With the support of Grassroots International, the center has set up a co-op agroecological nursery in the center of Lares that will produce 3,500 seedlings per month, he adds. The seedlings are being used to grow vegetables and create medicinal gardens in the community and to grow produce to sell at the local farmers market. The farms in the network will also serve as training grounds for rural youth and conventional farmers interested in agroecology. “It’s especially good because these farms can generate revenue in a region where jobs are scarce,” Cobian said. “We’re building a steady, robust network so that in the event of another disaster, we will have fresh food ready to distribute.”

This type of support is critical to farmers like Norysell Massanet of Organización Boricuá, another Grassroots International partner. Telling foundation leaders of her initial despair after the hurricane, she said, “You wake up and it looked like a bomb exploded in the area. Even if you know trees will recover, leaves will grow back, birds will return... the silence after the hurricane was so distressing. It was a [bellwether] that let us know what climate change means. 

“At one point right after the hurricane, I thought to myself, ‘Wow, you’re trying to do this, grow food and manage resources, in a climate change scenario?’ I was scared, really scared. I lost my house. I was living in a tent. Every morning I would ask myself, ‘When do you stop?’ That question remained unanswered. I just started again. I just kept going.” 

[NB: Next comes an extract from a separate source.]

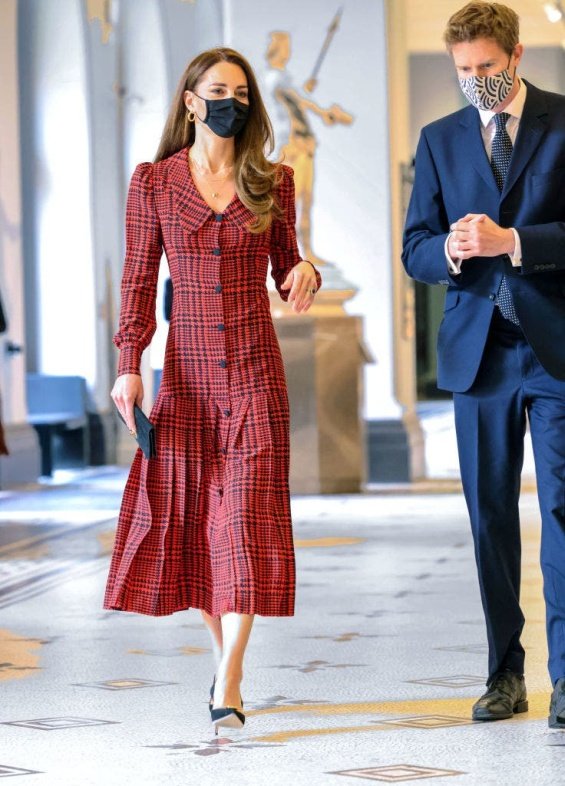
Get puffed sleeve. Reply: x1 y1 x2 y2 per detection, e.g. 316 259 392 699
114 163 163 374
269 165 322 300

For her part, García Soto said that she hopes to see change during her lifetime. “During the hurricane, I was very sad and depressed because I was unable to reach my family in Puerto Rico,” she said. “But when I went back, I saw that my family and the partners we were supporting were working for their own resilience and resistance. You could see how incredibly committed they were to be the first responders and to rebuild Puerto Rico and create a more just society. And I felt such a sense of urgency to support and commit to these social movements in this very important time, with Puerto Rico’s future hanging in the balance. In talking with other funders, I told them I feel it’s our duty to stand up with the people of Puerto Rico. We hope and trust that other funders will join us in this journey. Because the right time to do it is now.”